A conjugação das três constatações acima aludidas revela-se algo contraditória quando se tente fazer a tipificação do concurso necessário ao provimento do lugar em causa, razão pela qual também esta questão foi objecto de ponderação na referida reunião de coordenação jurídica, tendo mesmo sido homologada uma solução interpretativa uniforme, a qual passa a transcrever-se:
“c) A categoria de chefe de serviços de limpeza é uma categoria de ingresso, pelo que o preenchimento do lugar deve ser precedido de concurso de ingresso, em conformidade com o disposto no nº 1 do artigo 6º do Decreto-Lei nº 204/98, de 11 de Julho.”
Também este entendimento constitui a posição oficial da CCDRA sobre o questionado.
Pelo que vem sendo preconizado, conclui-se o seguinte:
a) A área de recrutamento para chefe de serviços de limpeza não está expressamente prevista no Decreto-Lei nº 412-A/98, de 30 de Dezembro, o qual apenas exige a posse das habilitações literárias correspondentes ao 9º ano de escolaridade, no Anexo III.
b) Aquela área de recrutamento deve ser constituída por profissionais da mesma área funcional detentores de experiência profissional adequada ao perfil do lugar, designadamente os encarregados de serviços de higiene e limpeza e os encarregados de brigada dos serviços de limpeza.

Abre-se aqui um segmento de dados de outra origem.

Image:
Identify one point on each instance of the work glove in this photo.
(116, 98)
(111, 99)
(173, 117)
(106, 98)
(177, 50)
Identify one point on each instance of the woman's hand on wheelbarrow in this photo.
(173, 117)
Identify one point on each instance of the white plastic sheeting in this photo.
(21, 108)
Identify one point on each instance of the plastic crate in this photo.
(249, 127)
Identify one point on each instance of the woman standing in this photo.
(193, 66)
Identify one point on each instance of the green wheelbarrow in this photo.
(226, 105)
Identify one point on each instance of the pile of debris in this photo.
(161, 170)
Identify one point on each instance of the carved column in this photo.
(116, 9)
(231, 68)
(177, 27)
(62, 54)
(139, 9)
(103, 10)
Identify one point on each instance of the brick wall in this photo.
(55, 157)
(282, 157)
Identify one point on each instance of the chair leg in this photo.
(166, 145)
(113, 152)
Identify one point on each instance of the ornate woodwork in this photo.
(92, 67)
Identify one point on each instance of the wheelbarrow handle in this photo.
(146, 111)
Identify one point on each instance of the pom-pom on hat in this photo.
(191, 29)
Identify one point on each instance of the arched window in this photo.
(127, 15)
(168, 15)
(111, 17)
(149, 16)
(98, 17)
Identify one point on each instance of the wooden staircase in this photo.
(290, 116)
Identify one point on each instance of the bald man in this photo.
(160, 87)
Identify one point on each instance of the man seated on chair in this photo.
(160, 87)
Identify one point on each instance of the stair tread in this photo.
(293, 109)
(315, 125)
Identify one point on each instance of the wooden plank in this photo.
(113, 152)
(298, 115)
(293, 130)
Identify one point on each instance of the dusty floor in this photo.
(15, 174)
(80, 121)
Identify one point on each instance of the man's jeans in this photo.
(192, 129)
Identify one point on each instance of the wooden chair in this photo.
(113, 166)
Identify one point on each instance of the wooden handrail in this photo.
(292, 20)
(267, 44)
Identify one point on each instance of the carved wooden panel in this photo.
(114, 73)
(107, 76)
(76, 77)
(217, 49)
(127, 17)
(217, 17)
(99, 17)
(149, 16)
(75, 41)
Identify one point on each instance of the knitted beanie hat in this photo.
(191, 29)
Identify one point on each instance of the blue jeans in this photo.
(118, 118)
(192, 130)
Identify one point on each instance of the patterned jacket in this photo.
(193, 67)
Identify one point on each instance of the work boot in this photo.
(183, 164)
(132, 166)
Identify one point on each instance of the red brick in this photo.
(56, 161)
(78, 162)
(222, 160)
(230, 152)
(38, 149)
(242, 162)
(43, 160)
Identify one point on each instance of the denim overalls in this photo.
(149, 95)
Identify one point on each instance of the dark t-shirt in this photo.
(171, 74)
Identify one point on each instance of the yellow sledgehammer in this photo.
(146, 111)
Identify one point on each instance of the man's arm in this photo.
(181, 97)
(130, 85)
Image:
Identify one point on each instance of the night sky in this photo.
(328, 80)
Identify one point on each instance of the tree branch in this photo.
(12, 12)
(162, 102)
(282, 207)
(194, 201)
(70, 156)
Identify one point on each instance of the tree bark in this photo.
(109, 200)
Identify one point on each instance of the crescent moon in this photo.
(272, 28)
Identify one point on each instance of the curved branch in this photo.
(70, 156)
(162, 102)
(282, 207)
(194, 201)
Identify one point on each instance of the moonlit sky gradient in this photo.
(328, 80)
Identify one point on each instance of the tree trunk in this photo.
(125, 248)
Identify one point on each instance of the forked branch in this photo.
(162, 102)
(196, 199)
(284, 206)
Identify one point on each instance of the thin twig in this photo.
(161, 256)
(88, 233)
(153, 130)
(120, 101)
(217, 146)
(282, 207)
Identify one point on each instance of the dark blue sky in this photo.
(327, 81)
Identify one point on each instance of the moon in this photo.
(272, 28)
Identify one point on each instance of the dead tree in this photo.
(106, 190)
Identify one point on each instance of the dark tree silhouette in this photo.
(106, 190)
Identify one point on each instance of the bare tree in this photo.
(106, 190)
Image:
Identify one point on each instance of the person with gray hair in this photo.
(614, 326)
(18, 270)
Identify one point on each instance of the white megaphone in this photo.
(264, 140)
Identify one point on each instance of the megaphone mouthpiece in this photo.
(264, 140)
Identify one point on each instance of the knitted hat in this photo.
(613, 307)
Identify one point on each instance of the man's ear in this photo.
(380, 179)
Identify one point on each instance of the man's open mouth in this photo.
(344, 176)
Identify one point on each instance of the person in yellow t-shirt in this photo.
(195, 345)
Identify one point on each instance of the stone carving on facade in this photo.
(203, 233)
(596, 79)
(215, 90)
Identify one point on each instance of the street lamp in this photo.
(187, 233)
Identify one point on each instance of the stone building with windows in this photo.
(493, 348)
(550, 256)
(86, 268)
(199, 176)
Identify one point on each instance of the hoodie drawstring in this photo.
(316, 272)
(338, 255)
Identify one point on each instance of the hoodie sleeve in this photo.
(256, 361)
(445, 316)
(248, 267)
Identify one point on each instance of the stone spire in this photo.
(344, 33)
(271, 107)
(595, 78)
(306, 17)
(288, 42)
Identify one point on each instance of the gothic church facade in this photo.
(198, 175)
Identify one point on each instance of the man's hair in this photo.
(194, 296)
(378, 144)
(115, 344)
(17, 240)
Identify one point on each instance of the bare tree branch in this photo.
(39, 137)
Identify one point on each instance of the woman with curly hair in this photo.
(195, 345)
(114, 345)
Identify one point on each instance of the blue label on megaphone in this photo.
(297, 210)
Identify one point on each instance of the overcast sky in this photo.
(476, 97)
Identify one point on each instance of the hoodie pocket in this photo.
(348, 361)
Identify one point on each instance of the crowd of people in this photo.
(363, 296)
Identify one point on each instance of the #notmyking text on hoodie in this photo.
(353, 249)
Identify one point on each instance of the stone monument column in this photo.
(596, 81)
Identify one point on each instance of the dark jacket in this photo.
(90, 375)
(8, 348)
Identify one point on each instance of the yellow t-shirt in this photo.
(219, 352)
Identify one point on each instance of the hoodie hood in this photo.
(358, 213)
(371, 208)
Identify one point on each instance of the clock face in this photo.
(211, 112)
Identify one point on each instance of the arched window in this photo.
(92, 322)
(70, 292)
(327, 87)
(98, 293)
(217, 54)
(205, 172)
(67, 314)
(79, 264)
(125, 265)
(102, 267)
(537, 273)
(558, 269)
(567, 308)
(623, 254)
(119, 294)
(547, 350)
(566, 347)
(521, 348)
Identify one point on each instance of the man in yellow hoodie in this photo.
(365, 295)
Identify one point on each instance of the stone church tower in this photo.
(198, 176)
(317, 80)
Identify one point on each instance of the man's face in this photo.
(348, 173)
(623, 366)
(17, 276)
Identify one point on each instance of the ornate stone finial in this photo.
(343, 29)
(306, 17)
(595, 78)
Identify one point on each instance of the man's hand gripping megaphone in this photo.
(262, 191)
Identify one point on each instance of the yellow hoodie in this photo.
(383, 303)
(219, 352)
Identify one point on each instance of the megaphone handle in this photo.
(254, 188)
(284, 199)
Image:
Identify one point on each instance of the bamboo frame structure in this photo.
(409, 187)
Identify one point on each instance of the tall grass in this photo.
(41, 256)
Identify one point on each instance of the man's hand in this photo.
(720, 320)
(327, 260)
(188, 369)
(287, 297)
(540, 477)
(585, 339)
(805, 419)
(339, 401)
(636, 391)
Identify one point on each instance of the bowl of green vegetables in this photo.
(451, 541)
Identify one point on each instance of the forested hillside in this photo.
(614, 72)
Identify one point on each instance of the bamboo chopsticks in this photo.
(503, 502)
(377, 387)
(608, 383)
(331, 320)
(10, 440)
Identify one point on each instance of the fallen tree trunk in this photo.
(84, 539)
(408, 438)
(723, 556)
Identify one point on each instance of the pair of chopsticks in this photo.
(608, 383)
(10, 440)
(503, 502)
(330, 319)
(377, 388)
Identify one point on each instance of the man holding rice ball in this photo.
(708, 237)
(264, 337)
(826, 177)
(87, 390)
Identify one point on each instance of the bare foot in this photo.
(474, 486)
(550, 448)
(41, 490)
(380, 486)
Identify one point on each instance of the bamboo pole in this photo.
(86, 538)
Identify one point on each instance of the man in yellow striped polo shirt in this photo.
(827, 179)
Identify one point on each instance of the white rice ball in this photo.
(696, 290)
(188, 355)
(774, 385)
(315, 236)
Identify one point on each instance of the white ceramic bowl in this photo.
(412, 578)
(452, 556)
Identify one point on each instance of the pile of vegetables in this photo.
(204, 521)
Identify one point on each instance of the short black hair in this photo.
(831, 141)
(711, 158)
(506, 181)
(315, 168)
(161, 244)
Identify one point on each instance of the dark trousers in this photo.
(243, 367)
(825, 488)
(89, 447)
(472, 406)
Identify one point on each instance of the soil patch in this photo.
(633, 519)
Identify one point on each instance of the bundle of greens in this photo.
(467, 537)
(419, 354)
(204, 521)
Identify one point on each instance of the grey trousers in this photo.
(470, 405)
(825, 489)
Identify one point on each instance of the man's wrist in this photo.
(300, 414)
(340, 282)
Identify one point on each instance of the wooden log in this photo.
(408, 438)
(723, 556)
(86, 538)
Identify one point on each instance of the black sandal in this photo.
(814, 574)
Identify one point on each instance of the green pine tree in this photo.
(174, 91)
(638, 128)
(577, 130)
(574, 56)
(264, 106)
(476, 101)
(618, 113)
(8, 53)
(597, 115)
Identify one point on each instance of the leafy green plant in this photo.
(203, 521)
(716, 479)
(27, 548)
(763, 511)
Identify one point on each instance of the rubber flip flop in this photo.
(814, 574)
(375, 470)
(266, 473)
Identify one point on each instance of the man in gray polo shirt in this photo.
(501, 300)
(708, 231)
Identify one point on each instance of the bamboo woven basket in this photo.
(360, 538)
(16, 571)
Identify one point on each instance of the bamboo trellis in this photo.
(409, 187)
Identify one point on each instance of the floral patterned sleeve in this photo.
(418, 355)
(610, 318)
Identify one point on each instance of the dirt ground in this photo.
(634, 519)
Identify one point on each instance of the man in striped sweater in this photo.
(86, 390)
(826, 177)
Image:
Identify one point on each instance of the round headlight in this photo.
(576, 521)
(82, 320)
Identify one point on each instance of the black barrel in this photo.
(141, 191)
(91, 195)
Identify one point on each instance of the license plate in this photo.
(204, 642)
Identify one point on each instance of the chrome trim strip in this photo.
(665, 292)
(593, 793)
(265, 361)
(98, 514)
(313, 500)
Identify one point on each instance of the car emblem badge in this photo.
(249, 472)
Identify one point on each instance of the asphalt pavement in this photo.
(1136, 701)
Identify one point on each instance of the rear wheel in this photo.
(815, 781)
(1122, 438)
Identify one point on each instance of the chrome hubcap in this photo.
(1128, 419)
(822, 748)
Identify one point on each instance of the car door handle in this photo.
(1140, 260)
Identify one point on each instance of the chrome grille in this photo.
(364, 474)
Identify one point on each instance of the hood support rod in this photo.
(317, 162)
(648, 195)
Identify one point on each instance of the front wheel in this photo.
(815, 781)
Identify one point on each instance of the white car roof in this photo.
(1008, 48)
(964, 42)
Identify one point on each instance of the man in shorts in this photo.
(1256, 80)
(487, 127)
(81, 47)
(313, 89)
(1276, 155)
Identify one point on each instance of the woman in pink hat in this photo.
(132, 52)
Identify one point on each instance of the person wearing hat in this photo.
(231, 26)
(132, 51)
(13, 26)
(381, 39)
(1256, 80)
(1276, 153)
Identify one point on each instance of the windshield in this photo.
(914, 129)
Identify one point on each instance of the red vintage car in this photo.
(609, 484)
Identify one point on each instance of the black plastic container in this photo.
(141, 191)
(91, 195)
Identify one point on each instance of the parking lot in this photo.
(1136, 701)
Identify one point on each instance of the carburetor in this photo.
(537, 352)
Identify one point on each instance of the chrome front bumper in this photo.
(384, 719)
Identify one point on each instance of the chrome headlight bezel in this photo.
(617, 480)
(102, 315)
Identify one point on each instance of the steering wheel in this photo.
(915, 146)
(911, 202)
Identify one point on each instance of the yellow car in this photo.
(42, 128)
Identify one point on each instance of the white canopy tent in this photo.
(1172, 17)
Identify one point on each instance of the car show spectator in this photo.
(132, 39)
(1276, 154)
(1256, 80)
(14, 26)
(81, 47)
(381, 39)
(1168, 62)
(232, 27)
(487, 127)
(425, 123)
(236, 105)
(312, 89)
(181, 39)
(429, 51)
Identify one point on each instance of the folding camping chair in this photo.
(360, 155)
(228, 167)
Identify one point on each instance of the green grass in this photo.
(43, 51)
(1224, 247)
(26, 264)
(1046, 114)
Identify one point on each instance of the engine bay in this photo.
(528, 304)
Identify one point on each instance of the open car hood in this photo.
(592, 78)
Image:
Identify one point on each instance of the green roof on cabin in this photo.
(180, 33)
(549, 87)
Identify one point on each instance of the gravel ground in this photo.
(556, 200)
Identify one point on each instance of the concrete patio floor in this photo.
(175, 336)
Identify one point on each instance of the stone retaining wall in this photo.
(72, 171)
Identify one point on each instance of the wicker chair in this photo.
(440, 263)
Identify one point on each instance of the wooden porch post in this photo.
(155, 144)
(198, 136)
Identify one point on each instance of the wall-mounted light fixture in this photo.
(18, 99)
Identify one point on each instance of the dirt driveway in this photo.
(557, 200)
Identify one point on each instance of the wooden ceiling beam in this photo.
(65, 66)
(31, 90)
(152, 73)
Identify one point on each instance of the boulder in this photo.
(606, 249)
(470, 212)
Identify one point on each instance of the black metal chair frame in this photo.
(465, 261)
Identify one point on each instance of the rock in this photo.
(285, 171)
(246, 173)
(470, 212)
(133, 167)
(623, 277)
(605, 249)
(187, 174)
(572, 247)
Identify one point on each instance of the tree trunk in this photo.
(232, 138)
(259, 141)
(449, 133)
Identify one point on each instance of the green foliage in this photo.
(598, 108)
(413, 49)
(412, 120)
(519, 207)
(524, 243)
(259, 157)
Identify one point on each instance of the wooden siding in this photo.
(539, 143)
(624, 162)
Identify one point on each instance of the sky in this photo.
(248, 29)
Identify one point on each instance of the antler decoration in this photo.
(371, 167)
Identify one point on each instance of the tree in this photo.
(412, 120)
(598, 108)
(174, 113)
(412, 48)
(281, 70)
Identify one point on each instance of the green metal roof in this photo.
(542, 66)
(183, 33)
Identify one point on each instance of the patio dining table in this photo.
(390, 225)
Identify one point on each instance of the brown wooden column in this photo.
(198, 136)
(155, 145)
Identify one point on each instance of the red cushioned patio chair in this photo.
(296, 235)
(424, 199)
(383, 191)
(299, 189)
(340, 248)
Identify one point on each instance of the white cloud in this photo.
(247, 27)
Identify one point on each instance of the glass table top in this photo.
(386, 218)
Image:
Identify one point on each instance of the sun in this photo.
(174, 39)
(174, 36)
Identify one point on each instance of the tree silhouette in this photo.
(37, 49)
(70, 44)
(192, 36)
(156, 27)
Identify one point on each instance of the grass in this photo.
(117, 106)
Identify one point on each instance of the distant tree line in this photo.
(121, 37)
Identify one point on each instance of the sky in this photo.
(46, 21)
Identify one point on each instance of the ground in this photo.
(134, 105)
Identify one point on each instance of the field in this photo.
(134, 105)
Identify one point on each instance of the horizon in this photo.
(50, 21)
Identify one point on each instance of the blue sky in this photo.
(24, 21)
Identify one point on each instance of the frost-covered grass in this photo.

c) A categoria de chefe de serviços de limpeza é uma categoria de ingresso, pelo que o preenchimento do lugar deve ser precedido de concurso de ingresso, em conformidade com o disposto no nº 1 do artigo 6º do Decreto-Lei nº 204/98, de 11 de Julho.
Este é, salvo melhor opinião, o meu parecer.
(1) Nos termos e para os efeitos consignados no Despacho nº 13/87, de 2 de Abril, publicado no Diário da República, 2ª Série, de 24-4-87.
(2) Nos termos e para os efeitos previstos no Despacho nº 6695/2000, de Sua Excelência o Ministro Adjunto, publicado no publicado no Diário da República, II Série, nº 74, de 28 de Março de 2000, correspondente ao actual Despacho de Sua Excelência o Secretário de Estado Adjunto e da Administração Local, datado de 4-5-2006.